Throwing some light on power quality
Friday, 16 September, 2011
According to Australian leading electronics solutions provider Benbro Electronics, electronic designers need to consider a number of factors to achieve power quality when designing a lighting system. This is more so with the advent of LEDS, compact fluorescent lighting (CFL), high intensity discharge (HID) lighting and other new technologies in lighting.
This is the view of Benbro Electronics that, together with Astrodyne, explores the issues involved in attaining power quality in lighting systems.
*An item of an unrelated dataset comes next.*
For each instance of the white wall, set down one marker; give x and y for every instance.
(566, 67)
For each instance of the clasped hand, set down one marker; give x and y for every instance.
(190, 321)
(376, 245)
Many new lighting technologies, while certainly more efficient, can adversely affect power systems through harmonics, which decrease power quality. Inefficiencies in power quality may limit the number of devices that can be placed on the distribution network. It may also cause equipment to underperform or to behave erratically. In the most severe cases it can even harm the system and the devices along the network.
Poor power quality management inevitably leads to an increase in operational costs and places an unnecessary strain on already dwindling resources. Therefore, lighting systems should be driven by efficient and sustainable power sources that will not unnecessarily burden the power grid but still provide the perfect electrical environment for advanced lighting systems.
There are several standards that exist for lighting industry compliancy. It is incumbent on power supply manufacturers to produce supplies capable of meeting the appropriate lighting standards for safety and emissions. The standard which most directly affects power quality is the standard for limitations on harmonic currents, or EN61000-3-2 Class C limits. ANSI C82.77-2002 is the harmonic emissions specifications for luminaries in the US.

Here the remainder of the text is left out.